A: Yes they could have matched the Angel’s offer for Sean Burnett; it really wasn’t that much money.  But, by saving a few million here and there suddenly you have enough to buy a front-line starter.  That’s the right way to build a team in a fiscally responsible way.  That being said, I think perhaps the team was surprised that Burnett “only” signed a 2 year deal, given Jeremy Affeldt‘s 3 year contract for more money (Burnett’s deal has a 3rd year club option).   But Rizzo belives in the same thing that I believe in; bullpen arms are a commodity, can be found for relatively little money and you can get great performance for your dollar.  Think about Gonzalez last year; he was a minor league signing mid-season, and he posted a 132 ERA+ for us in 35 2/3 innings.  I think Bray could absolutely be this year’s version of Gonzalez.  Ladson has a good point: he thinks the Nats were slightly scared off by Burnett’s off -season elbow surgery and didn’t want to guarantee 2 years.
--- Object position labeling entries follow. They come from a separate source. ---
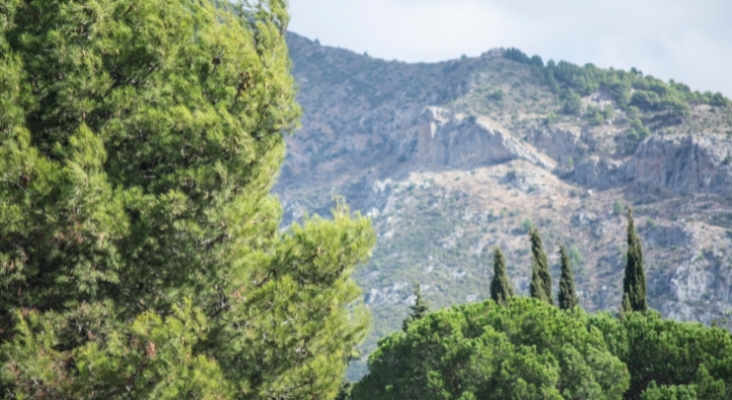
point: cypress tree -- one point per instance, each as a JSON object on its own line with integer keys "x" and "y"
{"x": 634, "y": 281}
{"x": 568, "y": 299}
{"x": 541, "y": 281}
{"x": 501, "y": 289}
{"x": 140, "y": 250}
{"x": 419, "y": 309}
{"x": 625, "y": 307}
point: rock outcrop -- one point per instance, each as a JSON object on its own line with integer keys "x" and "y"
{"x": 462, "y": 142}
{"x": 684, "y": 164}
{"x": 598, "y": 172}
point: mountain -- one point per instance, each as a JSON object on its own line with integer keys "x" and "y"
{"x": 451, "y": 159}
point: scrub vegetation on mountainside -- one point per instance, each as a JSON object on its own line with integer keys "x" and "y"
{"x": 575, "y": 145}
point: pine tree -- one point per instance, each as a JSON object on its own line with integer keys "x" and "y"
{"x": 419, "y": 309}
{"x": 634, "y": 281}
{"x": 568, "y": 299}
{"x": 501, "y": 289}
{"x": 140, "y": 249}
{"x": 541, "y": 281}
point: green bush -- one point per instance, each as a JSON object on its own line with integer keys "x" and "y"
{"x": 526, "y": 350}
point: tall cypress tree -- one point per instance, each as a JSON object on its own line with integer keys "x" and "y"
{"x": 541, "y": 281}
{"x": 568, "y": 299}
{"x": 140, "y": 249}
{"x": 501, "y": 289}
{"x": 419, "y": 309}
{"x": 634, "y": 281}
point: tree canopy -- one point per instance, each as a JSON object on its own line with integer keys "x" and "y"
{"x": 140, "y": 250}
{"x": 527, "y": 349}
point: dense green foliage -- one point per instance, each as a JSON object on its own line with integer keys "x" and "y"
{"x": 634, "y": 280}
{"x": 627, "y": 88}
{"x": 501, "y": 289}
{"x": 525, "y": 350}
{"x": 531, "y": 350}
{"x": 667, "y": 357}
{"x": 568, "y": 299}
{"x": 140, "y": 251}
{"x": 541, "y": 280}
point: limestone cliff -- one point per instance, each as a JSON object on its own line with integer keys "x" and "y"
{"x": 451, "y": 159}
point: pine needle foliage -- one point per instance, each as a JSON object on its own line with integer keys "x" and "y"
{"x": 419, "y": 309}
{"x": 568, "y": 299}
{"x": 541, "y": 281}
{"x": 634, "y": 281}
{"x": 140, "y": 249}
{"x": 501, "y": 289}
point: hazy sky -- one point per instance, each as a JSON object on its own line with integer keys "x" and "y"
{"x": 686, "y": 40}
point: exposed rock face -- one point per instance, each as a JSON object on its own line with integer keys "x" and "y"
{"x": 598, "y": 172}
{"x": 558, "y": 143}
{"x": 451, "y": 159}
{"x": 684, "y": 164}
{"x": 459, "y": 142}
{"x": 673, "y": 235}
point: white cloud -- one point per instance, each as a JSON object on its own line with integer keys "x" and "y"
{"x": 683, "y": 40}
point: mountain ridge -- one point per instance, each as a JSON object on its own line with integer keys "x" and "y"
{"x": 451, "y": 159}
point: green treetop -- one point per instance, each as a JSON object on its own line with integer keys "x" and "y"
{"x": 140, "y": 250}
{"x": 420, "y": 308}
{"x": 634, "y": 281}
{"x": 501, "y": 289}
{"x": 568, "y": 299}
{"x": 541, "y": 281}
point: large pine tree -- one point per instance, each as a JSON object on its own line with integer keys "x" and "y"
{"x": 541, "y": 281}
{"x": 634, "y": 281}
{"x": 501, "y": 289}
{"x": 140, "y": 250}
{"x": 568, "y": 299}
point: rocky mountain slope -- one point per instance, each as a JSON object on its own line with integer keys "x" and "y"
{"x": 451, "y": 159}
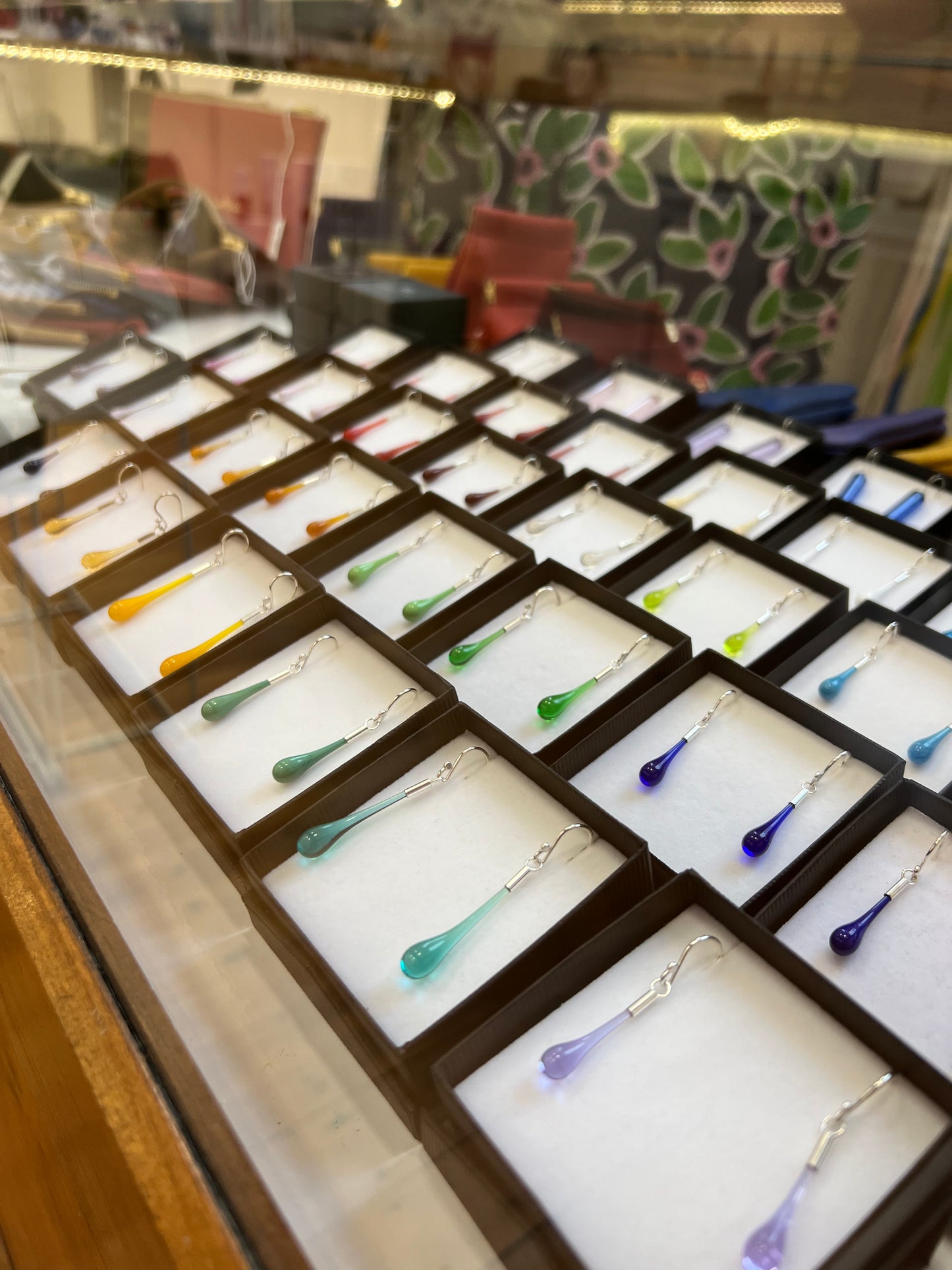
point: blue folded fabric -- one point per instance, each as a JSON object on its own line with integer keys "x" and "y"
{"x": 887, "y": 431}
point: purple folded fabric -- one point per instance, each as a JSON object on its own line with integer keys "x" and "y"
{"x": 886, "y": 431}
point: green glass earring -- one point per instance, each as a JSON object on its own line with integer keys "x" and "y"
{"x": 464, "y": 653}
{"x": 360, "y": 573}
{"x": 219, "y": 708}
{"x": 287, "y": 770}
{"x": 415, "y": 608}
{"x": 734, "y": 644}
{"x": 550, "y": 708}
{"x": 422, "y": 959}
{"x": 319, "y": 840}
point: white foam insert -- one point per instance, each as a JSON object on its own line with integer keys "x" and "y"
{"x": 605, "y": 522}
{"x": 534, "y": 359}
{"x": 53, "y": 562}
{"x": 685, "y": 1130}
{"x": 865, "y": 560}
{"x": 230, "y": 763}
{"x": 885, "y": 488}
{"x": 727, "y": 598}
{"x": 905, "y": 694}
{"x": 98, "y": 449}
{"x": 318, "y": 393}
{"x": 734, "y": 501}
{"x": 264, "y": 441}
{"x": 518, "y": 412}
{"x": 403, "y": 423}
{"x": 632, "y": 395}
{"x": 134, "y": 650}
{"x": 76, "y": 391}
{"x": 370, "y": 346}
{"x": 249, "y": 360}
{"x": 748, "y": 432}
{"x": 347, "y": 489}
{"x": 446, "y": 558}
{"x": 903, "y": 971}
{"x": 447, "y": 378}
{"x": 609, "y": 450}
{"x": 422, "y": 867}
{"x": 556, "y": 650}
{"x": 172, "y": 405}
{"x": 494, "y": 469}
{"x": 737, "y": 774}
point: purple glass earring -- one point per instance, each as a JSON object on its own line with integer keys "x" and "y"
{"x": 559, "y": 1061}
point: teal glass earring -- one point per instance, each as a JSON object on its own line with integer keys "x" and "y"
{"x": 422, "y": 959}
{"x": 464, "y": 653}
{"x": 831, "y": 689}
{"x": 734, "y": 644}
{"x": 415, "y": 608}
{"x": 287, "y": 770}
{"x": 360, "y": 573}
{"x": 219, "y": 708}
{"x": 319, "y": 840}
{"x": 550, "y": 708}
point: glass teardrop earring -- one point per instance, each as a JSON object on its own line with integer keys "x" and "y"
{"x": 561, "y": 1060}
{"x": 423, "y": 958}
{"x": 656, "y": 770}
{"x": 758, "y": 840}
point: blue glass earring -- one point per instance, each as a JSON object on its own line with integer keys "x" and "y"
{"x": 656, "y": 770}
{"x": 766, "y": 1246}
{"x": 423, "y": 958}
{"x": 831, "y": 689}
{"x": 758, "y": 840}
{"x": 847, "y": 939}
{"x": 319, "y": 840}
Q: Johnson’s favoritism drives me crazy, and I’m weary of reading about him trying to coax LaRoche into signing. Doesn’t favoritism bother the rest of the team, perhaps cause discord? And does the ballclub truly believe LaRoche can achieve the same numbers next year? I am dubious.

A: A great question; I’ve said in the past that Davey Johnson‘s overt recruiting of LaRoche in the media has to be grating to Morse.  If LaRoche signs elsewhere, I would absolutely believe there may be some discord in the clubhouse between Morse and Johnson that will need to be addressed.  Other readers on this blog don’t necessarily believe this is the case, saying that Morse has to know that “its a business.”  But how would you feel if your boss was overtly recruiting your replacement?  I’d be pissed.  Can LaRoche match his 2012 numbers in 2013?  Sure.  The odds are against him though.  Its more likely to expect declines in production natural with his advancing age.  Ladson says the players love Johnson and would never question him, but didn’t even mention Morse’s name.
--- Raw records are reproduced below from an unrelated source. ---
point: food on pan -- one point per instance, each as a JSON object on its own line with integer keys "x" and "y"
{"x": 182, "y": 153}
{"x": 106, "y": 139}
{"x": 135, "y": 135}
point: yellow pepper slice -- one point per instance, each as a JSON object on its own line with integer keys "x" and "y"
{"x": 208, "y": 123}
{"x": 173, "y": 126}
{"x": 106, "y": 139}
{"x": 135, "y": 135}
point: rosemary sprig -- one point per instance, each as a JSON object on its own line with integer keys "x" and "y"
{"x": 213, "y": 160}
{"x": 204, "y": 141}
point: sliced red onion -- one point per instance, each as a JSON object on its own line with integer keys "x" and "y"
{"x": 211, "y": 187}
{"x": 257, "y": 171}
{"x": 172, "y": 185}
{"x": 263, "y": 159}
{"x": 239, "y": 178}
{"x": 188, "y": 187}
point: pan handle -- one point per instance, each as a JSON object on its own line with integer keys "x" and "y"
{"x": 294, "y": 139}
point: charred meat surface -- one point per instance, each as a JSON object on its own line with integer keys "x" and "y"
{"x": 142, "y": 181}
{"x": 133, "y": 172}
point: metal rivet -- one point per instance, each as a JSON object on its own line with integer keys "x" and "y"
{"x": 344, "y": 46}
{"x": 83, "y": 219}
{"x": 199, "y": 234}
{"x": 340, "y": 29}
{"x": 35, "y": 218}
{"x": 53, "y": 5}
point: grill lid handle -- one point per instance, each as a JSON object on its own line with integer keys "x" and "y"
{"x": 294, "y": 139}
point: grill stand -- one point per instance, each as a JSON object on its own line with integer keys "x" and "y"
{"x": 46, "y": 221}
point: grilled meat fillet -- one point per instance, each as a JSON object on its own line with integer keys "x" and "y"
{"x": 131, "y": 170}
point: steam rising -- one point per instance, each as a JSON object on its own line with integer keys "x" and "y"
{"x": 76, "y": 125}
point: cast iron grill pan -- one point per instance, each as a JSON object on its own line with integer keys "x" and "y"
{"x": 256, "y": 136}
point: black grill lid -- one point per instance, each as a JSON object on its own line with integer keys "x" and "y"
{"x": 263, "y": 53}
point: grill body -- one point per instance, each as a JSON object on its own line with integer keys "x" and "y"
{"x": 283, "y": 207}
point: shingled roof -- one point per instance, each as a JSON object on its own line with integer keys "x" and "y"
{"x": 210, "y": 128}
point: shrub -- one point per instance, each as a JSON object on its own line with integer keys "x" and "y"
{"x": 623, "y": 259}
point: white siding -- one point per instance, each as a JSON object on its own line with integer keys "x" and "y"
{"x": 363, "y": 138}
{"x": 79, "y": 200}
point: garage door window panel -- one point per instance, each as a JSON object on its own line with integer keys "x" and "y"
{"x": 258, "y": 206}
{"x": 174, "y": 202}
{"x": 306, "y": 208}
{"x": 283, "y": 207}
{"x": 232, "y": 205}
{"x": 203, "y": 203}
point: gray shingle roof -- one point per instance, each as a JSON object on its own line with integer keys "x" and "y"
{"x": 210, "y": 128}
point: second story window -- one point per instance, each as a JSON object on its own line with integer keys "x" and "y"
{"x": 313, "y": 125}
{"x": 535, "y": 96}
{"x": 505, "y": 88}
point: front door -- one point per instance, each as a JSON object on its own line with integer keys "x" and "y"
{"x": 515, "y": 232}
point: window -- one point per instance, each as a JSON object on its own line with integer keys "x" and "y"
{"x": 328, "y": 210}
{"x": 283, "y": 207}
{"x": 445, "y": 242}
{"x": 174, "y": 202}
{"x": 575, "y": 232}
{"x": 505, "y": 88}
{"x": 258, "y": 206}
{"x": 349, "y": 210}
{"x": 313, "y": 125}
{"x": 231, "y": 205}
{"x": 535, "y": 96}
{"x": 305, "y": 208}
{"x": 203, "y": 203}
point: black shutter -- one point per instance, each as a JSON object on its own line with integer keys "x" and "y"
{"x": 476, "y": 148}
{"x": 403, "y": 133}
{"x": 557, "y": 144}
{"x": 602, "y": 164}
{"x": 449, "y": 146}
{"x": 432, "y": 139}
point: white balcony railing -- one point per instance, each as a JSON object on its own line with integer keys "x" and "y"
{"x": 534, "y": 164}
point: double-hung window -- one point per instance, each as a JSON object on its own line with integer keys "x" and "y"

Q: Do you think Ian Desmond can pull off another incredible year in 2013?

A: Sure!  Do I think Ian Desmond could also regress at the plate to his pre 2012 numbers?  Yes I do.  I really have no idea what to expect out of guys like Desmond and Roger Bernadina, who both had career years and significantly improved their offense over their career norms.  Are these one-time improvements?  Meanwhile, a guy like Danny Espinosa is in the reverse situation; he’s regressing year to year, and needs to make a leap like Desmond made.  Predictions?   I think all three players stay roughly where they are, Espinosa starts losing ABs against lefties to Lombardozzi, and Rendon starts to force the team’s hand by tearing up AAA in early 2013.   Ladson is really pro-Desmond, saying that he’ll go down as one of the great short-stops in baseball.  That’s heavy praise.